Eu não sei como pode voltar a ser um ponto de encontro. Porque era isso o que ela era, um ponto de encontro, um lugar onde as pessoas se encontravam, estudavam, conversavam, depois a gente ia até o Crémerie, que era junto à Galeria Metrópole, tomar café. E é um pouco triste ver que hoje as pessoas vão para os shoppings, que as crianças não têm para onde ir, não é? Não têm muito lugar para estar. Mas, ao mesmo tempo, eu não gosto de uma ideia de que a gente só possa ser como era antes. Eu acho que o ser humano tem uma necessidade muito grande de se renovar, de fazer novas perguntas, de prosseguir. A ideia que eu tenho, apesar de ser meio "Walter Benjamin"; é, nesse sentido, meio romântica – eu sou de uma geração romântica, de logo após a Guerra, tinha morrido muita gente e as pessoas estavam em luto e, ao mesmo tempo, querendo recomeçar alguma coisa boa, e tudo era possível. Então, eu acho que é sempre possível, não é? Que haja a possibilidade de renovar, não sei se nos moldes do que era, mas pode ser em outros.

Uma coisa que eu achava muito boa era a possibilidade de andar pela cidade. O jovem estava na cidade e andava pela cidade, e hoje eu acho que o jovem está recuado, dentro de casa, quando sai é de carro e já vai para um endereço e não se apropria mais da cidade onde vive, porque talvez ela não esteja tão acolhedora como estava antes. Esse é o depoimento que eu posso dar sobre as minhas lembranças dessa época.

Eu sou mais da ideia de que, na verdade, a cidade nasce da demanda das pessoas, da necessidade das pessoas. Inclusive, a gente sabe que uma das coisas que funda uma cidade é o cemitério, é onde vivem os mortos, onde são enterrados os nossos mortos. Uma das coisas que eu gostava de fazer quando era criança – nós mudamos para a Consolação – era ver o enterro passando na Consolação. A Consolação não era essa avenida enorme, era uma rua arborizada, estreita, eu já estava pensando, conjeturando sobre a vida, a morte, a nossa finitude, eu já estava pensando nisso tudo.

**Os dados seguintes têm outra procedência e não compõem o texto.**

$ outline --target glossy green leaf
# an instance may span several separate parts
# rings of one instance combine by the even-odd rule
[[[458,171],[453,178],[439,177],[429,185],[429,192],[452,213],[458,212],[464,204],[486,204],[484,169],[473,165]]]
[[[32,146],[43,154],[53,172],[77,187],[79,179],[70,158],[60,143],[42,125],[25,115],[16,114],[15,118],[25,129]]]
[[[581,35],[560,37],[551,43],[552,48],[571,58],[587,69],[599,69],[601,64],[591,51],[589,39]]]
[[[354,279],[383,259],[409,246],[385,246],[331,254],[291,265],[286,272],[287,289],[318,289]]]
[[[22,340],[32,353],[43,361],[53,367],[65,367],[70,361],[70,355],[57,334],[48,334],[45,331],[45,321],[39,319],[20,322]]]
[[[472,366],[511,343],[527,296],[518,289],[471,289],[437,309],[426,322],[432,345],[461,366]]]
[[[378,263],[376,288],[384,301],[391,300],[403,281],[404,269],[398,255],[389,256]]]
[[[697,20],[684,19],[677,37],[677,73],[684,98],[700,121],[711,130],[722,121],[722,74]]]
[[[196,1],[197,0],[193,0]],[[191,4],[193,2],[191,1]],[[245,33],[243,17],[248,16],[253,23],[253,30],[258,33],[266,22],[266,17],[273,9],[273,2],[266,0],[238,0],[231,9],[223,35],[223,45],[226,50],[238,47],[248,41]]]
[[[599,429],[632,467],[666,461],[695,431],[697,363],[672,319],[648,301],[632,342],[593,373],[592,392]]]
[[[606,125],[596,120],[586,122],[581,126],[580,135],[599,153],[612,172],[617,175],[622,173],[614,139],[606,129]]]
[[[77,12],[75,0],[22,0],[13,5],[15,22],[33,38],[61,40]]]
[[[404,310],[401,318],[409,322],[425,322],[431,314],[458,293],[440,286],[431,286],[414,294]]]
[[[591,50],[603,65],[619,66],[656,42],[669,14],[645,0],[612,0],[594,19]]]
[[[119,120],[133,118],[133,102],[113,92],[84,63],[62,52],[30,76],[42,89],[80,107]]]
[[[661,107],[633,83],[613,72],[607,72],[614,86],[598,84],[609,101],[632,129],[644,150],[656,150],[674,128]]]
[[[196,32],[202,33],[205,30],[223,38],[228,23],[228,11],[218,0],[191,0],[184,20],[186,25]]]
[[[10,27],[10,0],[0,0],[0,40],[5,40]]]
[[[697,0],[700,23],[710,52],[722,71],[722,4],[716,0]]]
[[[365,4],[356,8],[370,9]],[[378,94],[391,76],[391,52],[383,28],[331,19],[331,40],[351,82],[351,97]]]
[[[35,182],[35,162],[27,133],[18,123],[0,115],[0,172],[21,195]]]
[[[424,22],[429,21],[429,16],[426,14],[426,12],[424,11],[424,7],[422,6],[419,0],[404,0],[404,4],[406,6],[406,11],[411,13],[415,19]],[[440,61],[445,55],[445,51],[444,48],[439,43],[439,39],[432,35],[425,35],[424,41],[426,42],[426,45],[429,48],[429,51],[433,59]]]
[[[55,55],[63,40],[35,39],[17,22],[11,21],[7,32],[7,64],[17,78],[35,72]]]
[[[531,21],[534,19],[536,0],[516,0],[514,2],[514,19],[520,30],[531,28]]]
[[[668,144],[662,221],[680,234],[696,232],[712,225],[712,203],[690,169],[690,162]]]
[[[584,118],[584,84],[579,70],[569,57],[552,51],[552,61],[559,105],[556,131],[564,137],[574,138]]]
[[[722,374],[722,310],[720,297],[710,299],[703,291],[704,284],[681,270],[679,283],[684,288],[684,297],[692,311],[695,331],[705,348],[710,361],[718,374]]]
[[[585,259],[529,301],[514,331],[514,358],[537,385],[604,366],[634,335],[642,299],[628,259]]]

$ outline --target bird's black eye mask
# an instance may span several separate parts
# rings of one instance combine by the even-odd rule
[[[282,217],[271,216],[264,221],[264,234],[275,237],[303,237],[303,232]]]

Eu acho que a cidade é misteriosa. Como que uma cidade é fundada? Ela é fundada, às vezes, pelas esquinas, pelas praças, por onde as pessoas vão se reunir, conversar, falar das suas coisas. Eu me lembro muito da época em que eu ia ao Bom Retiro, ao Brás. E o Bom Retiro era o lugar onde moravam os judeus, então, eu via os judeus aos sábados conversando nas calçadas, era uma coisa mítica, uma coisa linda, porque eles saíam para trocar situações familiares, de comércio, de vida, do que eles estavam fazendo. Era um bairro muito lindo e muito importante em São Paulo.

O Brás tinha os italianos, que eram muito humanos. São Paulo era quase uma cidade italiana, e eles ficavam nas calçadas, sentados, conversando, traziam cadeiras. Isso era São Paulo.

Às vezes, eu vejo São Paulo meio como um acampamento em que as pessoas ficam isoladas umas das outras e não há uma vida nos bairros, as crianças não vão mais para as calçadas brincar, não tem mais roda, não tem mais essa possibilidade. Eu acho uma perda muito grande no aprendizado que as crianças possam ter, que é a rua, que é o aprendizado da rua e da convivência entre os homens – isso que eu acho fundamental.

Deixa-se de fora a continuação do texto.